Earlier this month, Fleur Hassan-Nahoum, Deputy Mayor of East Jerusalem, told Gulf News that apart from Emirates and Etihad, budget carriers such as Israir and flydubai had “expressed interest” to fly between UAE and Israel.

Flydubai declined to comment about its plans. “As a national carrier of the UAE, flydubai follows the directives issued by our authorities. The effect the announcement has on travel will be seen with time,” a spokesperson said.

Air Arabia Abu Dhabi, which recently launched several routes, did not immediately respond to a Gulf News query.

Another Israeli airline Arkia has already begun listing Dubai-bound flights on its website with the earliest one being on January 3rd.
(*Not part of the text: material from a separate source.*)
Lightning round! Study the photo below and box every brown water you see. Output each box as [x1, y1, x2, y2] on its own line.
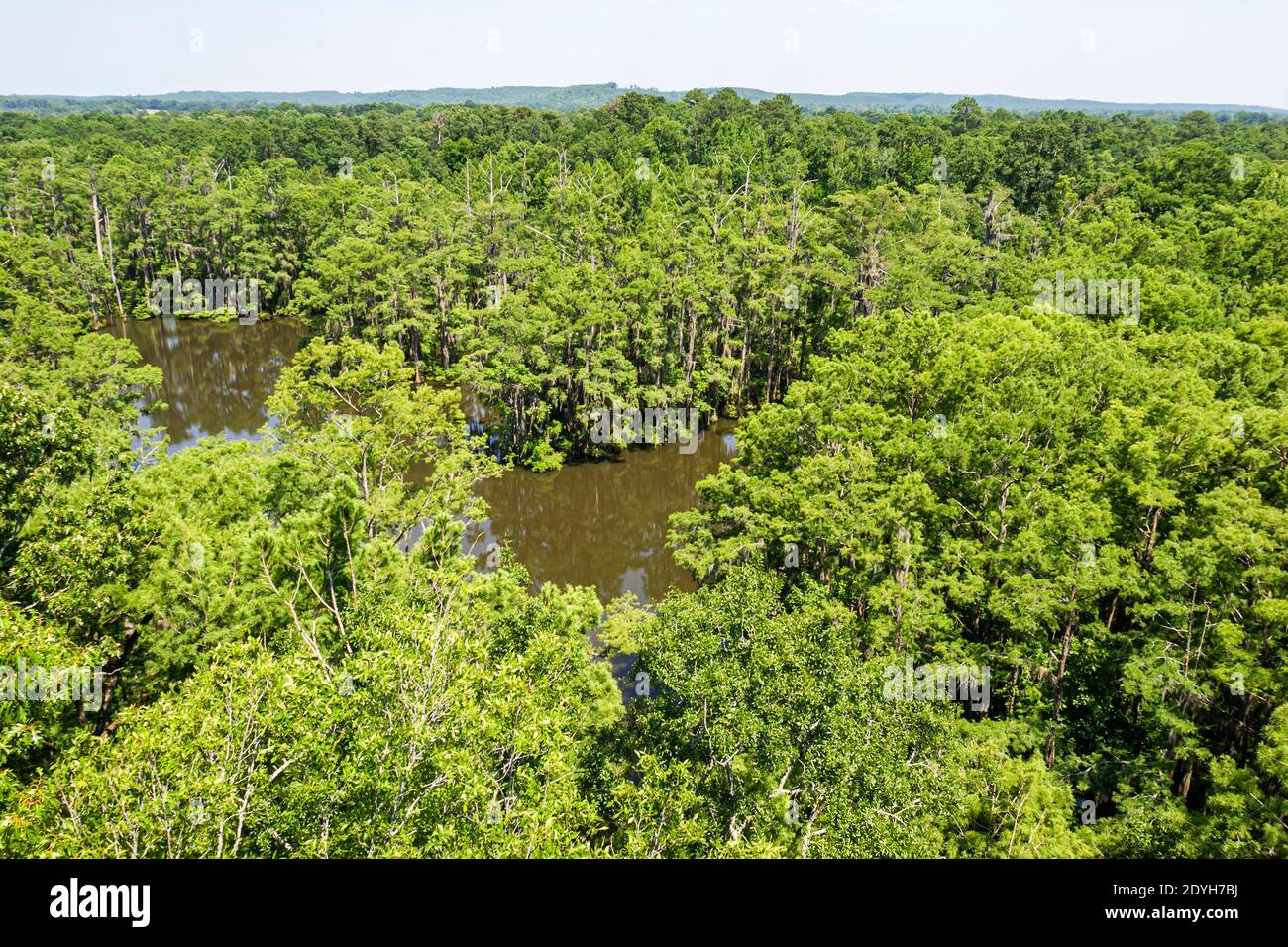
[111, 318, 735, 603]
[108, 317, 304, 453]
A one-way ticket costs around Dh720, with fares dropping to Dh540 on some days.

A decisive breakthrough

The commencement of commercial flights will be a game changer for UAE’s airlines, which too have been hit hard by the pandemic. It will lead to a new stream of travellers that could help Dubai and Abu Dhabi partly bounce back from the crisis.

Etihad posted operating losses of $758 million in the first six months of 2020, with revenues hit due to the closure of international borders and the suspension of flights to halt the spread of the virus. Since the beginning of 2020 “it's been a non-stop pressurized litany of things that have gone wrong,” said Etihad chief Tony Douglas during an industry event last month.

Emirates posted a profit of Dh1.7 billion for the year ended March 31, 2020, down 28 per cent from last year.

Meanwhile, the International Air Transport Association (IATA) has predicted a slower-than-expected recovery in passenger traffic this year. Despite the gloomy outlook, airlines are upbeat about the deal with Israel.

“The recent normalisation of diplomatic ties between the UAE and Israel and the subsequent signing of a new bilateral air services agreement between both nations will provide tremendous opportunities,” said an Etihad spokesperson.

“Not just for the potential of regular scheduled flights, but also for the growth of trade and tourism within the region and beyond. Etihad looks forward to exploring these opportunities further and to announcing any developments when confirmed.”